The Livable Communities Coalition

Working to improve Atlanta's quality of life through smart growth

Anti-transit myth #11: No one uses transit

Excerpted from Moving Minds: Conservatives and Public Transportation by Paul M. Weyrich and William S. Lind.

Myth 11: On average, most of the seats on a bus or train are empty.

The anti-transit troubadours usually sing this line only in passing, as a quick reference to “empty buses” or “empty trains.”

And how many seats are occupied in the average automobile? Even in rush hour, the answer is usually one, out of four or five.
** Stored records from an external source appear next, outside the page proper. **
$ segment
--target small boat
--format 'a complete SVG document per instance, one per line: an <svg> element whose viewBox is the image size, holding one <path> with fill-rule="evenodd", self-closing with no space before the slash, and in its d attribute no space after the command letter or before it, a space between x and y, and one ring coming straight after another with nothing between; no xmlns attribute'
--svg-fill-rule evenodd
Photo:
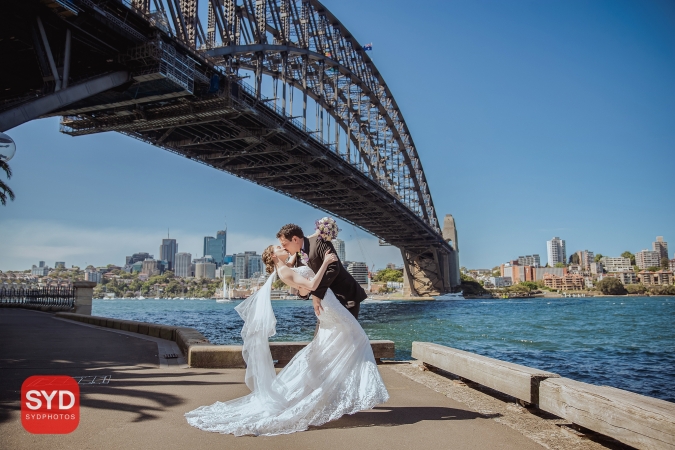
<svg viewBox="0 0 675 450"><path fill-rule="evenodd" d="M145 297L143 297L142 295L139 295L139 296L136 297L136 298L137 298L138 300L145 300Z"/></svg>
<svg viewBox="0 0 675 450"><path fill-rule="evenodd" d="M435 300L465 300L463 293L460 292L448 292L447 294L439 295L434 297Z"/></svg>
<svg viewBox="0 0 675 450"><path fill-rule="evenodd" d="M225 280L225 277L223 277L223 296L222 298L217 299L216 303L230 303L232 301L232 289Z"/></svg>

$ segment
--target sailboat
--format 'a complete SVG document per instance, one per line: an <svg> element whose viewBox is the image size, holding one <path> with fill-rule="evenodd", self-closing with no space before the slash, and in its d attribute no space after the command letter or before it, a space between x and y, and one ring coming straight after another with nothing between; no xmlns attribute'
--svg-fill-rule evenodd
<svg viewBox="0 0 675 450"><path fill-rule="evenodd" d="M217 303L227 303L232 301L232 291L227 279L223 277L223 297L216 300Z"/></svg>

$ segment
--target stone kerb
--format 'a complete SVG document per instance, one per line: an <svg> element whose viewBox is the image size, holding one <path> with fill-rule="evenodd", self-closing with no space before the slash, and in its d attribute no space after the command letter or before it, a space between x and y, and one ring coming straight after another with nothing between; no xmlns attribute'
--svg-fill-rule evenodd
<svg viewBox="0 0 675 450"><path fill-rule="evenodd" d="M539 403L539 384L560 375L429 342L413 342L412 357L467 380L531 404Z"/></svg>
<svg viewBox="0 0 675 450"><path fill-rule="evenodd" d="M548 379L539 408L638 449L675 450L675 404L609 386Z"/></svg>
<svg viewBox="0 0 675 450"><path fill-rule="evenodd" d="M187 357L188 365L194 368L224 369L245 367L241 354L241 345L213 345L203 334L194 328L158 325L156 323L135 322L132 320L111 319L108 317L89 316L60 312L56 316L115 330L130 331L175 341L181 352ZM271 342L272 358L278 361L277 366L287 364L296 353L309 342ZM381 358L393 358L395 354L393 341L370 341L377 362Z"/></svg>

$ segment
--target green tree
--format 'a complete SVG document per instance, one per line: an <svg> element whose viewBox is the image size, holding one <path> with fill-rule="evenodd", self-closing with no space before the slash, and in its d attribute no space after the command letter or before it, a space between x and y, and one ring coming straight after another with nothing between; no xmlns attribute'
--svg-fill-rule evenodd
<svg viewBox="0 0 675 450"><path fill-rule="evenodd" d="M668 270L669 267L670 267L670 260L666 256L664 256L663 258L661 258L661 268Z"/></svg>
<svg viewBox="0 0 675 450"><path fill-rule="evenodd" d="M624 295L626 293L626 288L616 278L604 278L598 281L595 287L605 295Z"/></svg>
<svg viewBox="0 0 675 450"><path fill-rule="evenodd" d="M556 267L565 267L565 263L557 262L555 263Z"/></svg>
<svg viewBox="0 0 675 450"><path fill-rule="evenodd" d="M12 169L10 169L7 161L0 159L0 169L5 171L8 180L12 178ZM14 201L14 191L12 191L4 181L0 180L0 203L2 203L3 206L7 204L7 197L9 197L11 201Z"/></svg>
<svg viewBox="0 0 675 450"><path fill-rule="evenodd" d="M581 262L579 261L579 254L578 253L572 253L570 255L569 261L570 261L570 264L581 264Z"/></svg>
<svg viewBox="0 0 675 450"><path fill-rule="evenodd" d="M602 258L604 258L604 255L602 253L598 253L597 255L595 255L595 259L593 259L593 261L600 262Z"/></svg>
<svg viewBox="0 0 675 450"><path fill-rule="evenodd" d="M621 254L621 257L622 257L622 258L628 258L628 259L630 259L630 265L631 265L631 266L634 266L634 265L635 265L635 255L632 254L631 252L629 252L628 250L626 250L625 252L623 252L623 253Z"/></svg>
<svg viewBox="0 0 675 450"><path fill-rule="evenodd" d="M383 269L375 274L373 280L381 283L386 283L387 281L403 283L403 271L397 269Z"/></svg>

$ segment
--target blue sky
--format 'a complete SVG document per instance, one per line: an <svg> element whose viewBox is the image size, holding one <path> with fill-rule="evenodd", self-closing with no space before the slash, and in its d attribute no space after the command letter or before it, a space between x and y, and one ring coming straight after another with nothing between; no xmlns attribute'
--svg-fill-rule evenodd
<svg viewBox="0 0 675 450"><path fill-rule="evenodd" d="M326 0L396 97L460 260L492 267L539 253L618 255L663 235L675 248L675 3ZM124 262L180 251L227 221L228 252L261 251L279 226L324 214L133 139L72 138L58 119L17 143L0 207L0 270ZM400 262L341 224L347 257ZM356 238L359 238L357 240Z"/></svg>

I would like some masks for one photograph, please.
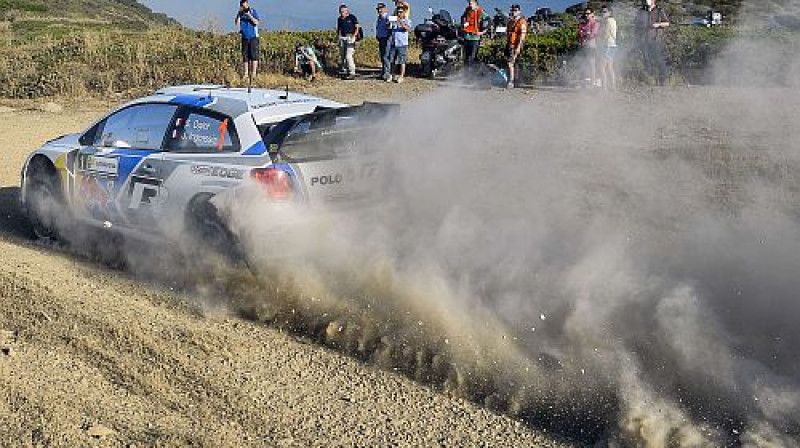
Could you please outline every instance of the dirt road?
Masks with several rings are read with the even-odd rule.
[[[31,240],[17,207],[25,155],[102,113],[0,112],[0,445],[558,445]]]

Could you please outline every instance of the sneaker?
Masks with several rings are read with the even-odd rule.
[[[387,77],[383,78],[383,80],[386,81],[386,82],[392,82],[392,77],[391,76],[387,76]]]
[[[506,84],[506,89],[513,89],[513,88],[514,88],[514,83],[513,82],[510,82],[510,83]]]
[[[402,76],[398,76],[397,79],[394,80],[394,82],[396,82],[398,84],[402,84],[403,83],[403,77]]]
[[[603,87],[603,83],[599,79],[595,79],[593,84],[595,87]]]

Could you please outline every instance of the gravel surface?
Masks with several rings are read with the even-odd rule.
[[[24,157],[104,113],[60,107],[0,110],[1,445],[566,446],[31,240]]]

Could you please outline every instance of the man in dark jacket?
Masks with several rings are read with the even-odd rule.
[[[339,36],[339,71],[345,79],[356,76],[356,40],[361,25],[358,18],[350,14],[347,5],[339,6],[339,19],[336,21],[336,34]]]

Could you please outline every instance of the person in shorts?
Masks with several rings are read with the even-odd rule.
[[[600,10],[602,26],[600,27],[600,76],[603,90],[617,90],[617,76],[614,71],[614,56],[617,54],[617,20],[608,6]]]
[[[511,18],[508,21],[506,31],[506,60],[508,61],[508,88],[514,88],[519,77],[519,70],[516,70],[519,55],[525,45],[525,37],[528,35],[528,20],[522,15],[522,8],[519,5],[511,5]]]
[[[408,37],[411,30],[411,19],[406,16],[405,6],[397,7],[397,22],[392,23],[392,42],[391,50],[389,52],[389,60],[392,62],[392,68],[397,68],[397,74],[394,75],[394,82],[403,82],[403,77],[406,75],[406,59],[408,59]],[[394,72],[394,70],[392,70]]]
[[[355,79],[356,76],[355,54],[359,28],[358,18],[350,14],[350,8],[340,5],[336,35],[339,36],[339,71],[345,79]]]
[[[583,56],[586,58],[586,82],[596,87],[600,87],[600,79],[597,77],[597,35],[599,32],[600,24],[594,16],[594,11],[586,8],[581,23],[578,25],[578,42]]]
[[[258,25],[261,19],[255,8],[250,7],[247,0],[239,1],[239,12],[236,13],[234,20],[239,27],[242,35],[242,62],[244,64],[244,78],[247,79],[248,86],[253,85],[253,79],[258,74],[258,61],[260,60],[260,48],[258,41]]]
[[[461,15],[461,32],[464,37],[464,66],[471,68],[478,60],[481,38],[489,29],[489,15],[478,6],[478,0],[468,0]]]

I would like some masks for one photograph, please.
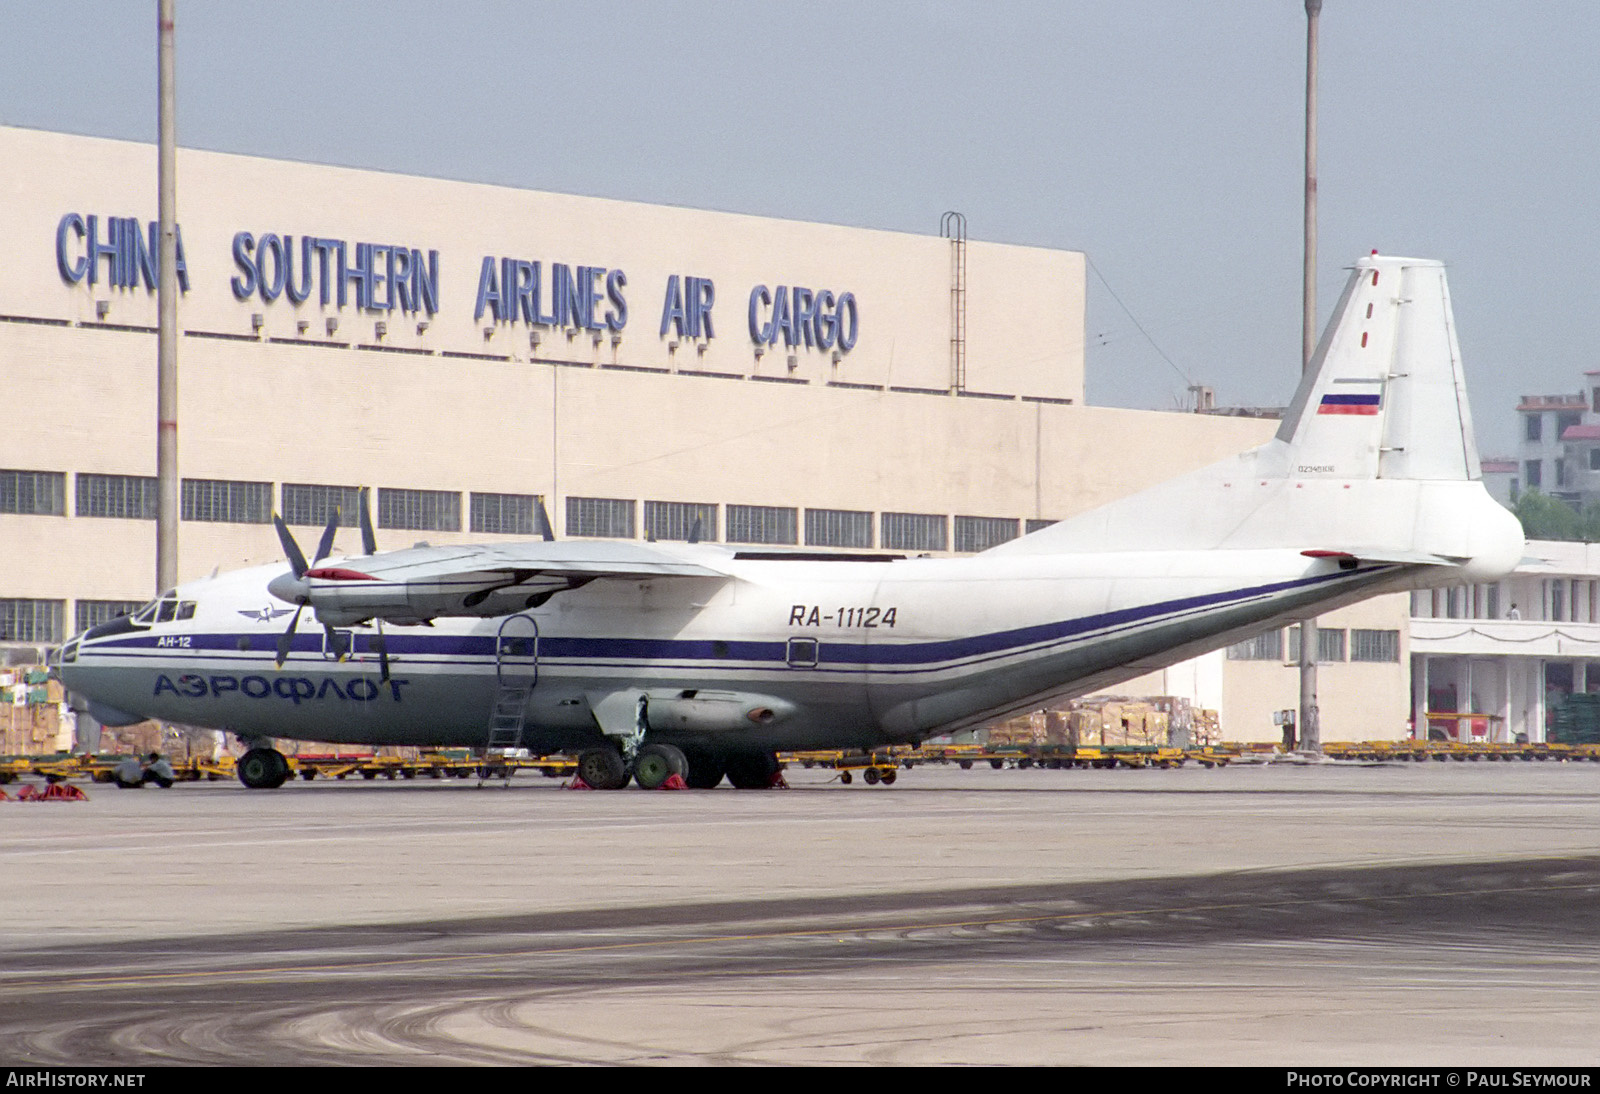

During the same rush-hour, if you look at the average bus or rail car, all the seats are taken and some passengers may be standing.

Transit systems must be designed to handle rush-hour volumes of people. They can and do adjust to some extent to non-rush-hours, by running fewer buses or trains and perhaps shorter trains as well. But their ability to adjust is limited. A bus or rail car has a fixed number of seats. Shortening or lengthening trains several times a day can cost more than is saved by running shorter trains. In most cities, bus drivers and train operators are paid for an eight-hour shift, whether they are working or not. And off-peak service must be provided, for commuters who have to get home early, people who work non-standard hours and the wide variety of non-commuting transit trips.

If total ridership is averaged over the number of hours transit is provided, the average may appear low – even though the trains and buses are full to bursting during the morning and afternoon rushes. But even if we compare averages, transit still comes out ahead – dramatically so, if we look at passenger miles per vehicle mile. Both heavy and light rail fill double the percentage of seats that automobiles used in commuting fill, and generate 20 times as many passenger miles per vehicle mile.